The Weekender: A Cottage Journal

Description

238 pages
$26.00
ISBN 0-670-06429-7
DDC 796.5'09713'16

Year

2005

Contributor

Illustrations by Jason Schneider

Julie Rekai Rickerd is a Toronto-based broadcaster and public-relations
consultant.

Review

The Weekender is a compendium of the author/journalist’s many classic
columns and essays about the glories of the Canadian outdoors and his
great love for cottaging. They have appeared in such publications as
Cottage Life magazine, the Ottawa Citizen, the Globe and Mail, and the
National Post and illustrate MacGregor’s best writings “about the
place I love most in all the world”: his family cottage on the edge of
Ontario’s Algonquin Park. The book also contains inserts from the
daily journal the author began about his cottage adventures on
“Saturday, July 23, 1983.”

There are chapters such as “Opening Up” and the inevitable
“locals-versus-tourists” dichotomy, interspersed with the seemingly
mundane but cottage-essential logs of daily weather conditions,
temperatures, and insect population quotient. A wonderful chapter titled
“The Art of Puttering” includes the author’s list of “must-do
things”: “have breakfast on the deck,” “paddle before the wind
comes up,” “join kids in swinging off rope,” and “have second
cup of coffee.” This “art” is not on his wife’s agenda. She is
“a project manager ... who must have something concrete (sometimes
literally) to do at the cottage or else there is no point in being
there.”

The MacGregors share a perfect division of labour. “She builds the
steps, replaces the deck, puts up the shed, hammers together the
docks,” while he putters and remains fascinated by and grateful for
“this profound difference in cottage personalities.” Unlike many
Ontario cottagers, the MacGregors use their cottage year-round and avail
themselves of the magic of snow all around and a glistening, frozen
lake. All four seasons evoke different enthusiasms.

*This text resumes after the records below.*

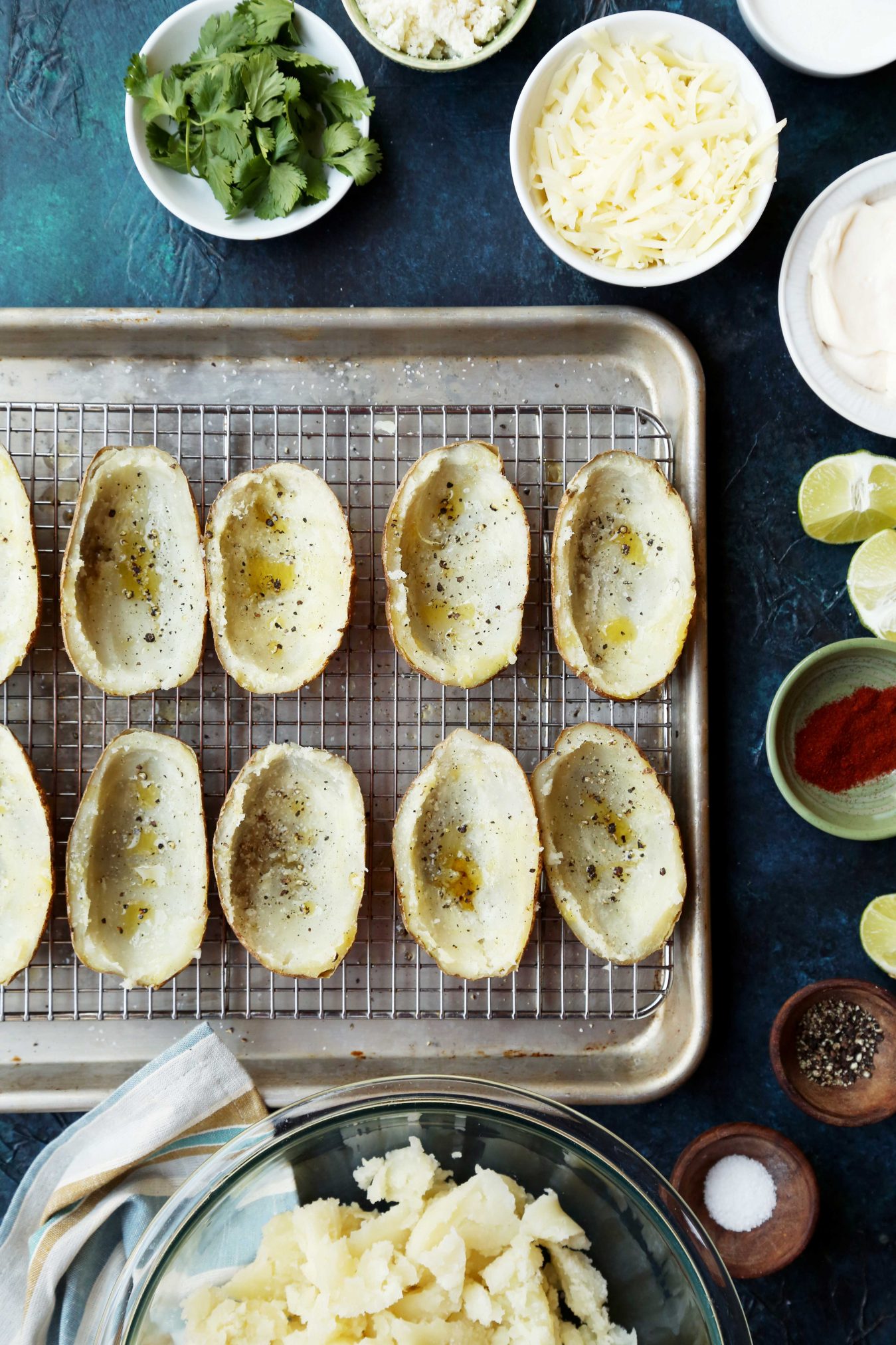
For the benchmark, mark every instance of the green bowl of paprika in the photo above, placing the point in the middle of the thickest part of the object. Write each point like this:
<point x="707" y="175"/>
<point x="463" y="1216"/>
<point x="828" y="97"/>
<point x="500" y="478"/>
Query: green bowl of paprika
<point x="830" y="739"/>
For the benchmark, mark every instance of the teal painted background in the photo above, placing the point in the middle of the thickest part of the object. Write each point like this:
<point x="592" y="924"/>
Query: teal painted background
<point x="442" y="227"/>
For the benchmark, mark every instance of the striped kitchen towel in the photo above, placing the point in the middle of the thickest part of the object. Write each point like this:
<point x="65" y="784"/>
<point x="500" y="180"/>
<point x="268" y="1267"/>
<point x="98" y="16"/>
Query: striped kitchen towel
<point x="89" y="1196"/>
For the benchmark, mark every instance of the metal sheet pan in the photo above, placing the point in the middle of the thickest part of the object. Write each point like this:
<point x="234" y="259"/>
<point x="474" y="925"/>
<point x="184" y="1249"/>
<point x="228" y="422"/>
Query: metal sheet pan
<point x="532" y="379"/>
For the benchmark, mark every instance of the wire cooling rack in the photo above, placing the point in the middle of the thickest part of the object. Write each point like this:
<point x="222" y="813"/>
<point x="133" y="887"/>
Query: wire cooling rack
<point x="367" y="705"/>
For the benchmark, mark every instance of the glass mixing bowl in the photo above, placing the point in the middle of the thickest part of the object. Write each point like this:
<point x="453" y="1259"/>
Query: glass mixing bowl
<point x="664" y="1274"/>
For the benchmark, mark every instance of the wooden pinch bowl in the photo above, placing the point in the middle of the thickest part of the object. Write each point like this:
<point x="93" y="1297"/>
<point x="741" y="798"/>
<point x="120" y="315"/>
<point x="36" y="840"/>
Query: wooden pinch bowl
<point x="781" y="1239"/>
<point x="868" y="1099"/>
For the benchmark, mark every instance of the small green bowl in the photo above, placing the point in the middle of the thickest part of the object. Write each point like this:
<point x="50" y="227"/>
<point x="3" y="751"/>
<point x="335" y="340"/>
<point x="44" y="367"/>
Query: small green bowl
<point x="867" y="813"/>
<point x="445" y="64"/>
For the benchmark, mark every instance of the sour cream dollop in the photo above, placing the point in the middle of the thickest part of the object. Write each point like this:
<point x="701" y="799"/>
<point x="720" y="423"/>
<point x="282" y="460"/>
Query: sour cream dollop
<point x="853" y="294"/>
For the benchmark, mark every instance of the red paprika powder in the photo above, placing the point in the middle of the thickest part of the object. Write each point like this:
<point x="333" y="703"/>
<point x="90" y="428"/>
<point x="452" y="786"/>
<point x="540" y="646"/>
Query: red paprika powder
<point x="850" y="742"/>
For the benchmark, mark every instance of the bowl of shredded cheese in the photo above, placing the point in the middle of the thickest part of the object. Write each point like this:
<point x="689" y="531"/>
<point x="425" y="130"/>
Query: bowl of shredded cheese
<point x="644" y="148"/>
<point x="438" y="35"/>
<point x="425" y="1211"/>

MacGregor’s journalistic skills and his obvious love for and
commitment to his family cottage and “the Canadian cottage
experience” make this book a delightful read. It may well become the
Canadian cottager’s bible—a bedside-table book to savour during
cottage season and a book to lift the spirits (during the bleak months
between cottage closings and their spring reopenings) of those
unfortunates whose cottages are not winterized.